Les rapports de l’organisme de surveillance du Parlement pourraient dissimuler des plaintes pour viol et agression sexuelle

Des dizaines de plaintes concernant les infractions les plus graves sur le lieu de travail, notamment des viols et des agressions sexuelles, risquent de ne pas être signalées chaque année, après que le service d’assistance aux employés du Parlement a modifié ses méthodes de signalement.

Le service, qui a reçu 40 plaintes pour brimades et 28 cas de harcèlement au cours de sa deuxième année d’activité, a été critiqué par une sénatrice qui a affirmé avoir été harcelée sexuellement au Parlement. L’indépendante victorienne Lidia Thorpe a déclaré que le service cachait potentiellement une mauvaise conduite au public à condition de protéger la vie privée des plaignants.

Une sénatrice a affirmé avoir été harcelée sexuellement au Parlement de Canberra.Crédit: Alex Ellinghausen

Le nombre de plaintes pour viol ou agression sexuelle, harcèlement sexuel, agression, harcèlement criminel et intimidation n’a pas été fourni dans le rapport annuel le plus récent du Service parlementaire de soutien au travail, car il y a eu moins de 10 plaintes individuelles pour chaque infraction.

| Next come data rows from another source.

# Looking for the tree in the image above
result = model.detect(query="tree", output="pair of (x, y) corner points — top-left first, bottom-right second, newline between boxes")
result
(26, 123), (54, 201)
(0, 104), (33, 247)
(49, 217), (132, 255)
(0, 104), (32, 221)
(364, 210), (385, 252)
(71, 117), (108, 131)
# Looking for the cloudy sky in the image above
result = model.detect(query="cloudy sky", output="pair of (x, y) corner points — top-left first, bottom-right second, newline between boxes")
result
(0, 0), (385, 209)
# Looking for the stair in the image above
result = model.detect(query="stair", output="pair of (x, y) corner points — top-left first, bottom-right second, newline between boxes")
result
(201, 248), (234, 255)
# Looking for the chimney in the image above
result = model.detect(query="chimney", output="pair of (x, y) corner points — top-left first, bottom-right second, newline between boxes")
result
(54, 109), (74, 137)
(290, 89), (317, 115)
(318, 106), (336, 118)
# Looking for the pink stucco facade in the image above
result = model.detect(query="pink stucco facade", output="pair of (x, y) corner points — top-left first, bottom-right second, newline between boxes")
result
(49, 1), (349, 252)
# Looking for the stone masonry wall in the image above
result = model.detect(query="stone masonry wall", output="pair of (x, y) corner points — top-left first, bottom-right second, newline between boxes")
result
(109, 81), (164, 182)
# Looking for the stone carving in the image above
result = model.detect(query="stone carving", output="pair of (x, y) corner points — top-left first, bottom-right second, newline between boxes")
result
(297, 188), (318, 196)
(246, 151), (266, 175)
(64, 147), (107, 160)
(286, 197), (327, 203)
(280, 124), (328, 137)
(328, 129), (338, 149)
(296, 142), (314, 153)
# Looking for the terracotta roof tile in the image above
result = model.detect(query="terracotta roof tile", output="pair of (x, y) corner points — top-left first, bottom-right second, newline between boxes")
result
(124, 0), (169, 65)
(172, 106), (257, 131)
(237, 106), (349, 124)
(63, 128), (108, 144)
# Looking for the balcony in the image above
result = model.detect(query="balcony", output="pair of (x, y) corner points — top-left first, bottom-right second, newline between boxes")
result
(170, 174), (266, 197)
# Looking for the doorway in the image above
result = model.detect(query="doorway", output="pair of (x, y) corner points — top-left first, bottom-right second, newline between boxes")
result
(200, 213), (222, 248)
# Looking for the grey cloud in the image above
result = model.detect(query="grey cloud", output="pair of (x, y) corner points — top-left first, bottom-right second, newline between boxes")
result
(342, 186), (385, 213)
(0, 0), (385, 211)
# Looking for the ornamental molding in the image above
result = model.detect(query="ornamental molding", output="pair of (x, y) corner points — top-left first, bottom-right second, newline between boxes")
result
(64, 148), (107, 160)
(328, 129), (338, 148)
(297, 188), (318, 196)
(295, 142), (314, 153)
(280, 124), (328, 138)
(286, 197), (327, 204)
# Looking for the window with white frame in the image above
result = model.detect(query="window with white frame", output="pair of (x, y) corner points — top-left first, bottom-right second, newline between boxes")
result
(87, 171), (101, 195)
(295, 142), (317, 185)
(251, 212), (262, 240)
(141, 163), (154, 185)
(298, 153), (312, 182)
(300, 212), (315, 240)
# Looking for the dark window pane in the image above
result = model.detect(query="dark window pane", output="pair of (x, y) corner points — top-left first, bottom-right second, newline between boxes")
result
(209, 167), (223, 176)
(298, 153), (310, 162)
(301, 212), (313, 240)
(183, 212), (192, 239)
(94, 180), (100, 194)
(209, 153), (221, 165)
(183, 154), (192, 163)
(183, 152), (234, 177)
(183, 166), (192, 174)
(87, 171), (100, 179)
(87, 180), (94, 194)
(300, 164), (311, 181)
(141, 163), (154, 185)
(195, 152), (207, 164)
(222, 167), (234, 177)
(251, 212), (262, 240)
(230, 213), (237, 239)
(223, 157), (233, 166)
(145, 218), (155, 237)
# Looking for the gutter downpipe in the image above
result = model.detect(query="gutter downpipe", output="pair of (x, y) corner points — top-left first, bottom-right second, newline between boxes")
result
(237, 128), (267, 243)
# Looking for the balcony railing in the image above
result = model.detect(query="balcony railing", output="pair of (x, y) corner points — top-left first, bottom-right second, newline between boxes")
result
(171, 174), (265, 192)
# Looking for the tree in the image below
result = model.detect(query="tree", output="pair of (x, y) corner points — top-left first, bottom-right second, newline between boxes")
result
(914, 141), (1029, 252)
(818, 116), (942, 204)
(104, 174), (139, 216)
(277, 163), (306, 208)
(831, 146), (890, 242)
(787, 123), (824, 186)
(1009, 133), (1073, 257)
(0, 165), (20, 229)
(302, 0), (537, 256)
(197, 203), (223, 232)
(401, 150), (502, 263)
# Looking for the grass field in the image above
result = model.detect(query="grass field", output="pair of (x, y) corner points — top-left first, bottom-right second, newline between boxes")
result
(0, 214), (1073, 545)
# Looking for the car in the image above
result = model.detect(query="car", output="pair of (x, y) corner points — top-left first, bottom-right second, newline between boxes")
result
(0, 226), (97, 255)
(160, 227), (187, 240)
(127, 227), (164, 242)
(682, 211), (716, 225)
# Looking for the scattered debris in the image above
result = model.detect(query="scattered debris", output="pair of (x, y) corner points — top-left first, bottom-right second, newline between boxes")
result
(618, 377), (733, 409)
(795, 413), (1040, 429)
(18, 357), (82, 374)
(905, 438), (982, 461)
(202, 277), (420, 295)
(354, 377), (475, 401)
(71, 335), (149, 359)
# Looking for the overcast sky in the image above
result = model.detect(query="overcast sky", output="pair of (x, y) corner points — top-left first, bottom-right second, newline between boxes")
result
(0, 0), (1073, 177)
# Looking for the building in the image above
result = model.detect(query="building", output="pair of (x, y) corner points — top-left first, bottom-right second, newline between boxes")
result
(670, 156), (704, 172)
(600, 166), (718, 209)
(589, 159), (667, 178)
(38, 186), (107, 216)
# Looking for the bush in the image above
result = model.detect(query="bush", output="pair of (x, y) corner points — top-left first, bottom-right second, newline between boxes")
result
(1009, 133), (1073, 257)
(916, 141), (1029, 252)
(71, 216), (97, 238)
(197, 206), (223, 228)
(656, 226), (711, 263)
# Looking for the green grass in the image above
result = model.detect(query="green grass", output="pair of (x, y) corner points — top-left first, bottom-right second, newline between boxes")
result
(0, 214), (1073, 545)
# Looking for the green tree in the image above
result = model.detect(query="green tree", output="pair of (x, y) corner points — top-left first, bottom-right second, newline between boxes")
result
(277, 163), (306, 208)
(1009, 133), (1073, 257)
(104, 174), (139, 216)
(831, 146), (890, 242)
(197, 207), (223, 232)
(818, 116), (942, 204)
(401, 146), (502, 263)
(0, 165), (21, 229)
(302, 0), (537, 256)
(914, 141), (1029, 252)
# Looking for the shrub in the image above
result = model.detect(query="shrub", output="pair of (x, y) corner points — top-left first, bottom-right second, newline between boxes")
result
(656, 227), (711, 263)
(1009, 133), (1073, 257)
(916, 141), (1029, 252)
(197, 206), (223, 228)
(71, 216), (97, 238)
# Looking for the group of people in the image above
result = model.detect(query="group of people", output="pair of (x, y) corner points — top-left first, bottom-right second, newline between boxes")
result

Le service a été créé à la suite d’une recommandation de l’examen Jenkins sur les lieux de travail parlementaires du Commonwealth, lancé à la suite d’un certain nombre d’allégations d’inconduite sexuelle, notamment une allégation de viol formulée par l’ancienne membre du personnel Brittany Higgins.

Au cours d’une période de rapport tronquée qui a suivi la création du PWSS – d’octobre 2023 à juin 2024 –, 30 plaintes pour infractions ont été déposées, représentant 9 pour cent des rapports. Cependant, les infractions ont été séparées en éléments individuels dans le compte le plus récent du service, mais n’ont été signalées que comme comportant moins de 10 infractions.

Le PWSS a déclaré que ses processus de reporting avaient été « affinés » entre sa première et sa deuxième année de fonctionnement et a refusé de fournir des données comparables.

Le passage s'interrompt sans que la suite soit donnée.